O resultado da análise das amostras de água coletadas no Açude Velho, em Campina Grande, deverá ser divulgado em até 10 dias pelo Núcleo de Laboratório Forense do Instituto de Polícia Científica da Paraíba (IPC-PB). O açude, um dos principais cartões-postais da cidade, registrou nos últimos dias a aparição de milhares de peixes mortos, o que motivou a investigação.
De acordo com a superintendente do IPC em Campina Grande, Juliana Holanda, as amostras foram coletadas na última segunda-feira (12) e encaminhadas para análise laboratorial. O material foi retirado de três pontos distintos do açude: da área central, das margens onde se concentrou a maior quantidade de peixes mortos e de um trecho com maior profundidade.
Os trabalhos periciais já foram iniciados no laboratório do IPC. Conforme explicou a superintendente, o instituto tem prazo legal de até 10 dias, conforme o Código de Processo Penal, para emitir o laudo técnico que deve apontar as possíveis causas da mortandade dos peixes.

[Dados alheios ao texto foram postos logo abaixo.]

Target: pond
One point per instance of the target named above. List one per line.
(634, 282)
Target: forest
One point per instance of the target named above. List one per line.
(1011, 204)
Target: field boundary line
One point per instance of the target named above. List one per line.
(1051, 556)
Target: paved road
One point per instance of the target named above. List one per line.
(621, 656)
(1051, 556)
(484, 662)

“Essa água foi trazida para o nosso laboratório e já começamos a trabalhar com essas amostras. Hoje vai ser feita uma nova análise em um laboratório parceiro, e a gente espera que essa análise traga uma resposta do que realmente provocou essa morte de peixes”, afirmou Juliana Holanda.

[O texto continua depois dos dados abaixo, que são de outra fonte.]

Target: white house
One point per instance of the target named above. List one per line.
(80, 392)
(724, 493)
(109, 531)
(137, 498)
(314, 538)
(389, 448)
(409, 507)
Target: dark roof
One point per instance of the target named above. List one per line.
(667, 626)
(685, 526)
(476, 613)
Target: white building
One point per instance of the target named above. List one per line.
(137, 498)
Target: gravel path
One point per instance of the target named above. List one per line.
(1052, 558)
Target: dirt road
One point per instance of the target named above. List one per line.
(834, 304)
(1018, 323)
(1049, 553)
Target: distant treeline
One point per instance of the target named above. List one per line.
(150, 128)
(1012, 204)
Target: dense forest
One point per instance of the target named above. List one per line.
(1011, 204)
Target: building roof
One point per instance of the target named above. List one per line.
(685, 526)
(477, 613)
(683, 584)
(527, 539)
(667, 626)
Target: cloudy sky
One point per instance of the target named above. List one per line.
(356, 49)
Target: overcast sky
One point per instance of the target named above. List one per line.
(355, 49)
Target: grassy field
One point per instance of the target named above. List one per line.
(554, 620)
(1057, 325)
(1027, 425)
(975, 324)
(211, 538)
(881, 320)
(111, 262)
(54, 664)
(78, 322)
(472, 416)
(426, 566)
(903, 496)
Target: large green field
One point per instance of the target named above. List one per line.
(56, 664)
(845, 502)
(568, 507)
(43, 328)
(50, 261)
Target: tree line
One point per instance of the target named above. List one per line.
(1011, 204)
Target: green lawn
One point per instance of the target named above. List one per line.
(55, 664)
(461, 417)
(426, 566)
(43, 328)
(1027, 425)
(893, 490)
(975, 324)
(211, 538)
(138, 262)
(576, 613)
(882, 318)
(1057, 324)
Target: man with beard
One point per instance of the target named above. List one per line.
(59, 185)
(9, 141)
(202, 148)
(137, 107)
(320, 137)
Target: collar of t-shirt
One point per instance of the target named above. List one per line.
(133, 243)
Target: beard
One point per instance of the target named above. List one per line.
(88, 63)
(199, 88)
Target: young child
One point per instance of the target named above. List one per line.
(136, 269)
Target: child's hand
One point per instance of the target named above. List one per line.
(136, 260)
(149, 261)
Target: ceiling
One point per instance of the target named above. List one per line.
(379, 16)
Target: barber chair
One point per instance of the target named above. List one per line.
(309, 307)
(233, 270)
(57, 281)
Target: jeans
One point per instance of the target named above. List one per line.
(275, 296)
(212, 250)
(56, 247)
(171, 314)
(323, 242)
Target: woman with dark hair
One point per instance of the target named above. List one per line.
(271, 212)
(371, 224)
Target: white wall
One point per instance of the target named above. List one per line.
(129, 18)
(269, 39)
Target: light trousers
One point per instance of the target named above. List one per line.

Segundo o IPC, serão avaliadas as propriedades físicas, químicas e microbiológicas da água, com base em parâmetros técnicos de controle de qualidade. A análise também deve indicar se houve algum fator externo, como possível contaminação ou envenenamento.
“Existem certos parâmetros considerados para controle de qualidade. O resultado não será comparado aos de uma água potável, mas a níveis aceitáveis para esse tipo de ambiente. A partir disso, poderemos verificar se houve algo intencional, como envenenamento. Acreditamos que, quando os resultados saírem, vamos entender o que aconteceu”, explicou.

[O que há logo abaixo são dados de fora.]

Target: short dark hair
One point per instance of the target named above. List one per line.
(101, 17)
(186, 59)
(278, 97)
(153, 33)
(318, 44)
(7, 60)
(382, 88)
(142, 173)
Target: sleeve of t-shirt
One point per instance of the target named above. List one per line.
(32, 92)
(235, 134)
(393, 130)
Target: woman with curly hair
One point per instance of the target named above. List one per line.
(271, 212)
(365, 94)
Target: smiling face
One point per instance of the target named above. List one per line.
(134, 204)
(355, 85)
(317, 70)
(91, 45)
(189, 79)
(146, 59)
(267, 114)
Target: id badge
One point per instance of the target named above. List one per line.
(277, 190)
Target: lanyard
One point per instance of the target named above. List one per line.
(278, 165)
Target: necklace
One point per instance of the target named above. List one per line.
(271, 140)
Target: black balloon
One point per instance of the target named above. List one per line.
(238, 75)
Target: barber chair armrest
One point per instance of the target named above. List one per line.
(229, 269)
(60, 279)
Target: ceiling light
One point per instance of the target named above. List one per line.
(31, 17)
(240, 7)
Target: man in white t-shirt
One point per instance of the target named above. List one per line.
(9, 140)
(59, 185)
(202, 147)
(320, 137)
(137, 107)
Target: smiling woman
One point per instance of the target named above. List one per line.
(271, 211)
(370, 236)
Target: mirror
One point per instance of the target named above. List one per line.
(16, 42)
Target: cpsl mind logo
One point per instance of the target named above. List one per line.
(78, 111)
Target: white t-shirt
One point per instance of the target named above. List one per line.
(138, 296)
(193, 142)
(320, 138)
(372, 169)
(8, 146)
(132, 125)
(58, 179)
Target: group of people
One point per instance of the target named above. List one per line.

O prazo para a conclusão do laudo pode ser prorrogado, caso a complexidade do caso exija análises adicionais. Segundo a superintendente, a prioridade é garantir um resultado técnico preciso.
“Temos um prazo de 10 dias para liberar nossos laudos, mas, diante da complexidade, pode ser necessário solicitar prorrogação para que o trabalho seja feito com responsabilidade”, reforçou.